Bouna Ndiaye Madjiguène Bassine, le prince qui préféra le Minebar au trône

« Dieu suscitera des hommes qu’Il aimera et qui L’aimeront », dit le Coran (V, 54). Et voilà que, en 1878, Il suscita, un Prince dont le parcours final du père fut si épique et infernal qu’il semblait même être prédestiné à l’apocalypse. Tout indiquait en ce Prince qui a peu vécu aux cotés de son père de Roi un futur produit d’une tragédie intenable qui mène directement à l’ombre. Mais le destin lui réservait un inépuisable silo de Grâces qui renseignent que Dieu Seul est Souverain !

Le Trône remplacé par le Minebar

Bouna Ndiaye Madjiguène Bassine n’était pas seulement Prince. Il était aussi un homme de Foi qui, se référant au verset 284 du chapitre II du Coran, considérait que « Ce qui est dans les cieux et ce qui est sur la terre appartient à Dieu ». quoiqu’étant Prince du Djiolof, il ne cessait de dire à ses sujets que Dieu Seul possède, Lui Seul légifère et Lui Seul commande. C’est pourquoi, il a délibérément choisi de s’éloigner du Trône pour s’installer au sommet du Minebar.

Seydi Hadji Malick Sy le Géant de Tivaouane en avait déjà fait Moukhaddam en lui donnant les insignes symboliques de la Tidianya. Mais Bouna Alboury , l’ami de Mgr Hyacinthe-Joseph Jalabertà l’époque Vicaire apostolique de Sénégambie et du Cardinal Jean Verdier, Archevêque de Paris, qu’il avait reçu lui-même à Yang-Yang, était d’une ouverture pleine d’humanisme.
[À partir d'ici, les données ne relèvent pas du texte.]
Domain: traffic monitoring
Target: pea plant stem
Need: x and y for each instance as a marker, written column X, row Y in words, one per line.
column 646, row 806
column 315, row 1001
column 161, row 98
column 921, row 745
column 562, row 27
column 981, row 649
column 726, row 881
Et quoiqu’étant ambassadeur et porteur de message de la Tidianya, il était aussi si proche de Cheikh Ahmadou Bamba, le fondateur du Mouridisme qu’il donna le nom de sa fille aînée à Sokhna Diarra Bousso, la mère du Fondateur du Mouridisme. Il était Moukhaddame Tidiane, mais ses liens avec Khadimoul Rassoul étaient si forts qu’ il donna en mariage sa fIlle Seynabou Ndiaye Bouba au fils ainé de celui-ci, Mouhammadou Moustapha Mbacké.

Bouna Alboury partait du principe que l’Islam est indivisiblement une religion et une communauté, une foi et un code de vie. Dans son enseignement rapporté par certains de ses enfants comme Mansour Ndiaye Bouna qui, par scénario divin ou par force mystique du destin, mourût comme lui un 28 juillet, l’Islam est une religion d’ouverture et de paix. C’est pourquoi, en sa qualité de Prince ayant choisi le Minebar, il s’est contraint de conduire, sous la dictée d’Allah, son peuple et ceux qui relèvent de son obédience à s’accommoder non des richesses, des plaisirs et des honneurs, mais uniquement de la foi primordiale, celle d’Abraham .
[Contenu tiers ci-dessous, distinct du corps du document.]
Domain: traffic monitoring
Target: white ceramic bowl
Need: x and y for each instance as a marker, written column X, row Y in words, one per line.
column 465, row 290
Il était, en fait, un praticien infatigable du tawhid et du tassawouf. Il a mené, jusqu’à son dernier souffle, une vie essentiellement consacrée à la prière et reposant sur la pratique stricte de la piété, du pardon, du renoncement aux vanités du monde, dussent-elles être légitimement royales. Finalement, Dieu mourrait en lui pour renaître en lui. Il était, en conséquence, devenu un mythe et un mystique. Sa vie était une spiritualité caractérisée par une lutte intérieure contre tout désir détournant l’homme de son centre. Elle était aussi une action désintéressée pour l’unité et l’harmonie de la communauté musulmane contre toutes les formes d’idolâtrie de pouvoir et de richesse qui écarteraient de Dieu.

La dimension spirituelle de Bouna Alboury était, en réalité, incommensurable. D’ailleurs, il n’y avait pas en son temps, une tête si haute ou si fière qu’elle fût, qui ne le saluait avec dévotion comme si sur son front, la main de Dieu, presque visible, avait posé deux couronnes : l’une qui est faite d’or et qu’on appelle génie royal, et l’autre qui est faite de Lumière et qu’on appelle génie religieux.

Un des enfants Mansour Bouna s’était mis sur ses pas et s’attachait, comme ses frères et sœurs, à son héritage en demeurant inextricable à son enseignement.